I did see 144 microfiber cloths on amazon for $50. As long as you don't use them for caulk, stain, or paint clean up, they should work fine, but I can't imagine using them for throw away applications. But 30 some cents apiece, probably paying too close to that for bad quality rags anyway. Maybe I should try it for all rags except stain.


----------



## RH (Sep 7, 2010)

Some of the best rags I can ever remember using were old cotton diapers (clean). Amazon carries 50 yard bolts (36"w) of 100% cotton for $143. Not necessarily the cheapest rags, but for good cotton ones, I might consider going that way.


----------



## Chuck the painter (Sep 16, 2015)

I use microfiber rags for paint clean up. Microfiber covered pads for staining.

Sent from my XT1585 using Tapatalk


----------



## chrisn (Jul 15, 2007)

woodcoyote said:


> What do you use the rags for?
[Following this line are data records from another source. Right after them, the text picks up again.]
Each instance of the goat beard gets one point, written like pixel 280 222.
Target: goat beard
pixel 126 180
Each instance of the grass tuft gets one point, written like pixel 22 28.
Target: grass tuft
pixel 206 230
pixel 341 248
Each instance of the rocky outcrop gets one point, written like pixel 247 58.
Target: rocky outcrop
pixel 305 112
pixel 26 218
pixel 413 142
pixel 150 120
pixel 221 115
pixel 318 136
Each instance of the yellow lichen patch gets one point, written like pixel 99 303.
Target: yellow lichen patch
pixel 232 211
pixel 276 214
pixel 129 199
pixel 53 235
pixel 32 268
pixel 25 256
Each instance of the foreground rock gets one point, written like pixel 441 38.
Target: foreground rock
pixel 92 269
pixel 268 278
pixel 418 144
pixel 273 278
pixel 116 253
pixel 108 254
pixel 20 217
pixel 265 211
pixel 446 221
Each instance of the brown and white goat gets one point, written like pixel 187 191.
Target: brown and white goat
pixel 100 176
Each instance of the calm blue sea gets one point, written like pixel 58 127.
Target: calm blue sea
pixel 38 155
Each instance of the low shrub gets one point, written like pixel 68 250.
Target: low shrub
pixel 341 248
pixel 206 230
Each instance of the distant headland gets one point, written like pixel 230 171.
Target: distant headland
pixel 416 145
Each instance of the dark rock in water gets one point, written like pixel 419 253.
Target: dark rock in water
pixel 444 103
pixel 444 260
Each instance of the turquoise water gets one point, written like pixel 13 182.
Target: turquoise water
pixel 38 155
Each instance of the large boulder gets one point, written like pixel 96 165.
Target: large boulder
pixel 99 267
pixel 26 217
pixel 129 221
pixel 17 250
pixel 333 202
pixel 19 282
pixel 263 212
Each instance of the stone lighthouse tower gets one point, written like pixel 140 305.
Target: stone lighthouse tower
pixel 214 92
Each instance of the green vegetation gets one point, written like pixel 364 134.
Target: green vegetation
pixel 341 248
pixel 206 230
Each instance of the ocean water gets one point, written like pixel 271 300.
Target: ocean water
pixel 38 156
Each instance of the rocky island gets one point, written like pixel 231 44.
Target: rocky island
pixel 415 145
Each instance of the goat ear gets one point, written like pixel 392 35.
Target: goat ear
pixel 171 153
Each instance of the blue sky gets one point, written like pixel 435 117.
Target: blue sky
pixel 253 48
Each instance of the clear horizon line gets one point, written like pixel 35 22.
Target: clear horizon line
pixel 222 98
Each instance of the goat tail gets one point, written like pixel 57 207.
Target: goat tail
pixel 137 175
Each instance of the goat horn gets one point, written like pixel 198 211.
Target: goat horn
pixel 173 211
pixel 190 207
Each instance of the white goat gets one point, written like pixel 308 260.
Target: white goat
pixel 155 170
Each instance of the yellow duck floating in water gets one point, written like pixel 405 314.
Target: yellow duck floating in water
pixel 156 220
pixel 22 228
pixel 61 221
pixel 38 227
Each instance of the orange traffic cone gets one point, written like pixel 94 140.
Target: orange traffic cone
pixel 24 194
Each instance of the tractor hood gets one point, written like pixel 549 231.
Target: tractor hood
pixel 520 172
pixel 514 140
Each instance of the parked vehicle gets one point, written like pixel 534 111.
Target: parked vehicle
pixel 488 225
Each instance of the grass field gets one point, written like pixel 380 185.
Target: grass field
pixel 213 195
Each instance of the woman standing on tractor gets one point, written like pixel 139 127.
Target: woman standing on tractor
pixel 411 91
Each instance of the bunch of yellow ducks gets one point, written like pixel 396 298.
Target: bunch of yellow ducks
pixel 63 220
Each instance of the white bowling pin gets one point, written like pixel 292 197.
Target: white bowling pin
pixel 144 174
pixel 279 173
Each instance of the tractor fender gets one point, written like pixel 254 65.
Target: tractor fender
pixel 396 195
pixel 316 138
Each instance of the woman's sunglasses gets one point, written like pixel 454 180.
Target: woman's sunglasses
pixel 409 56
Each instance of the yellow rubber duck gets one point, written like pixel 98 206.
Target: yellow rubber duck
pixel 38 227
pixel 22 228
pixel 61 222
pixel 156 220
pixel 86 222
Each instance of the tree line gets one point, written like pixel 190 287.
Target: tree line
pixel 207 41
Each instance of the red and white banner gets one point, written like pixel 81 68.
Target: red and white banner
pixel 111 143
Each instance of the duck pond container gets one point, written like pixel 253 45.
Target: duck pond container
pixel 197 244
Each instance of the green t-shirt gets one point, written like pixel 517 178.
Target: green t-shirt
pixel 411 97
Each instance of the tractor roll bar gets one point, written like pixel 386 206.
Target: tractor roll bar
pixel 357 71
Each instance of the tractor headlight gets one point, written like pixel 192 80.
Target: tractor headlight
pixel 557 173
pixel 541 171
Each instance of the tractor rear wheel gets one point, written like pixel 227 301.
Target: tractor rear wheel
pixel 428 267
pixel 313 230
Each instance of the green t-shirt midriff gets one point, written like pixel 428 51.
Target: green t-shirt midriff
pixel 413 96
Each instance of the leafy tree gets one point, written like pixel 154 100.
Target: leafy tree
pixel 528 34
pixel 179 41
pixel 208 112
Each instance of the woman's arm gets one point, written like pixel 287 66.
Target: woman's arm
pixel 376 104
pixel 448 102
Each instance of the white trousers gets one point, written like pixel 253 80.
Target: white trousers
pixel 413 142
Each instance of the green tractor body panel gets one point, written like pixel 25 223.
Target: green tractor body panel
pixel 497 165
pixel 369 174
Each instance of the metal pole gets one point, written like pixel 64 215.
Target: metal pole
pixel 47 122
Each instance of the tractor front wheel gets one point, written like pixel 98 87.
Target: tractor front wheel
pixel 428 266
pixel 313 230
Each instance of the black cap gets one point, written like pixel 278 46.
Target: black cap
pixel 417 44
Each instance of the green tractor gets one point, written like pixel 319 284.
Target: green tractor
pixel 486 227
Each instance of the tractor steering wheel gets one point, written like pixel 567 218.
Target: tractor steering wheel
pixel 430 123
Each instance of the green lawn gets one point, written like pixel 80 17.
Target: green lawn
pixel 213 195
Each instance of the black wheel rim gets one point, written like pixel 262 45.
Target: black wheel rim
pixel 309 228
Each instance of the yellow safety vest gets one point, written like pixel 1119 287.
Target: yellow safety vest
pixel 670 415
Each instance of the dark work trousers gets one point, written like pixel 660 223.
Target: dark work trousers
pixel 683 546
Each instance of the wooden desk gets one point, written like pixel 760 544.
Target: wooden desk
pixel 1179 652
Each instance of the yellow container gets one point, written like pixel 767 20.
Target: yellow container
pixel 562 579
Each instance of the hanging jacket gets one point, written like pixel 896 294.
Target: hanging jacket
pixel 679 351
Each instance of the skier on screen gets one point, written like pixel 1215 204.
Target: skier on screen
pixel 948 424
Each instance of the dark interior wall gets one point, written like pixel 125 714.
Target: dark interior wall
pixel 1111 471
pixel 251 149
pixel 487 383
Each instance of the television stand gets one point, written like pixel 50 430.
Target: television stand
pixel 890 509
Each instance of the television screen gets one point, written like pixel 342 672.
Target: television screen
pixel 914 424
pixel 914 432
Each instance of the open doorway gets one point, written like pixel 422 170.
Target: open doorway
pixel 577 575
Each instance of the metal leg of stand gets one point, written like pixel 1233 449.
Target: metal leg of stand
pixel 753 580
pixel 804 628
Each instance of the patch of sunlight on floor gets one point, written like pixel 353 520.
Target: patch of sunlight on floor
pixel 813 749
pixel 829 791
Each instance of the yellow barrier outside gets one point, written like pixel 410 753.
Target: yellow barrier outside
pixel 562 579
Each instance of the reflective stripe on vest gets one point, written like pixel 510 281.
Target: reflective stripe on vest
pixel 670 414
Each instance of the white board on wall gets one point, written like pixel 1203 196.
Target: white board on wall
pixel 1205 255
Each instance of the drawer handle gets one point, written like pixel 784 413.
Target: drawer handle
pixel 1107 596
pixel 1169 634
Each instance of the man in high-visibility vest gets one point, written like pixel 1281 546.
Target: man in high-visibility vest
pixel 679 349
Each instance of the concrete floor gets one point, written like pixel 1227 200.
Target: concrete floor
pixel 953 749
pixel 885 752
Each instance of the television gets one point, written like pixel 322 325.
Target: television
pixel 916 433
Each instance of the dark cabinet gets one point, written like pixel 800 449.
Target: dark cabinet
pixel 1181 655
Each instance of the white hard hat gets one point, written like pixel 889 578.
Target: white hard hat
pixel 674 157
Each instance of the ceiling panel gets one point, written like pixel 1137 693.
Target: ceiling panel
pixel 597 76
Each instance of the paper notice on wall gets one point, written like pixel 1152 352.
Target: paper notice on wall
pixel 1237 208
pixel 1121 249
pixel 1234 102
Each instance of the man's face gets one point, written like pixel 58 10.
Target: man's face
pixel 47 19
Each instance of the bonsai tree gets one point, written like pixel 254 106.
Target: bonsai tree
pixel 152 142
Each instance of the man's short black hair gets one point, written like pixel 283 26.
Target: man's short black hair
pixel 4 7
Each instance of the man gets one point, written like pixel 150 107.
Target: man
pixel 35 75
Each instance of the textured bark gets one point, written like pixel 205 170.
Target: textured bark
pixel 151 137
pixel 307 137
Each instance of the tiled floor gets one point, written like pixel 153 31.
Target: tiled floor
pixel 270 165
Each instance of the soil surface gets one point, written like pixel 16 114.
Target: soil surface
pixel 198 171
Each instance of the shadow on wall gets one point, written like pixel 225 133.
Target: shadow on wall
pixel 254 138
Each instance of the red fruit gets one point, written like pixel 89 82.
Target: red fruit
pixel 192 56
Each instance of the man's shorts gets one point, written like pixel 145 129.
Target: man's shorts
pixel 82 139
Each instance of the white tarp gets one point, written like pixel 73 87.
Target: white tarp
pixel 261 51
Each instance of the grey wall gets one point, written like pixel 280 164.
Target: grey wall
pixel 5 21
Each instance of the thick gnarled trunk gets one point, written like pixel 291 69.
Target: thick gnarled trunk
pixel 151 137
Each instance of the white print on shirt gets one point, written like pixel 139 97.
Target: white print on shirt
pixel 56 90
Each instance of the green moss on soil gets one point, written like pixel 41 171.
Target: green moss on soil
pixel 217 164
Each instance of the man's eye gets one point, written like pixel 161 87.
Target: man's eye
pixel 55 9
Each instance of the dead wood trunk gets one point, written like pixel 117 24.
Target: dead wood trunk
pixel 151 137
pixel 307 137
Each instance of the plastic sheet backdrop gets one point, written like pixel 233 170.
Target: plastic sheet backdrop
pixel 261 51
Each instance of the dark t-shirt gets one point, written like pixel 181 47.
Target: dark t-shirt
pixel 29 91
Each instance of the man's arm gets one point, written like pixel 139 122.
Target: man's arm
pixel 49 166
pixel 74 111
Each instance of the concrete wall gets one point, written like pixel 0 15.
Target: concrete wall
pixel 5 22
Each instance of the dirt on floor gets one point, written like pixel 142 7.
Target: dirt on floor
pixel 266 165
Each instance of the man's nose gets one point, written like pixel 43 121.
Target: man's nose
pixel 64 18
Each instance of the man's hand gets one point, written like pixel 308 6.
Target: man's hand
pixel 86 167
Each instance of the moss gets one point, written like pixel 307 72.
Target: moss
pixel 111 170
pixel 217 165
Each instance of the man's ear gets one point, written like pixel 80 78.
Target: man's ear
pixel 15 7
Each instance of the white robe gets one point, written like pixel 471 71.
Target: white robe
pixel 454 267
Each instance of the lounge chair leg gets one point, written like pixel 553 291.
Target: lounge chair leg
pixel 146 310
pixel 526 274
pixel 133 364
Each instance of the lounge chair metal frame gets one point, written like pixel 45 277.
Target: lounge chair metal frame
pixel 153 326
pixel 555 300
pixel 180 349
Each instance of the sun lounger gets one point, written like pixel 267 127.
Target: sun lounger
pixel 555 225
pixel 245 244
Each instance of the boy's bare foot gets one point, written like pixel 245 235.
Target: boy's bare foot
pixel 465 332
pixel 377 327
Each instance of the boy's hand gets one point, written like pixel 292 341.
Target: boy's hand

Cleaning paint residue and wiping stains?
> 
> Figured it would be too much of a hassle to clean rags, always bought new ones.


I just use them for general wiping up, hands, spills etc, I got 3 @ the car parts place for about $5 3 months ago and am still using the first one. I figure I would have gone through a quarter of a bag of cheap pant rags by now. Sounds like a savings to me, plus they just work much better.


----------



## chrisn (Jul 15, 2007)

http://shop.advanceautoparts.com/p/...-P?searchTerm=vehicle+wash+-+sponges+&+towels

I cut these in half and have not used a whole one yet in 3 months, seems like a savings to me.


----------



## Stretch67 (Oct 7, 2013)

chrisn said:


> http://shop.advanceautoparts.com/p/...-P?searchTerm=vehicle+wash+-+sponges+&+towels
> 
> I cut these in half and have not used a whole one yet in 3 months, seems like a savings to me.


Laid off?

Sent from my SM-G930T using Tapatalk


----------



## chrisn (Jul 15, 2007)

bryceraisanen said:


> Laid off?
> 
> Sent from my SM-G930T using Tapatalk


To the contrary, working 7 days a week ( most weeks) since January:vs_shocked:


----------



## PACman (Oct 24, 2014)

RH said:


> Some of the best rags I can ever remember using were old cotton diapers (clean). Amazon carries 50 yard bolts (36"w) of 100% cotton for $143. Not necessarily the cheapest rags, but for good cotton ones, I might consider going that way.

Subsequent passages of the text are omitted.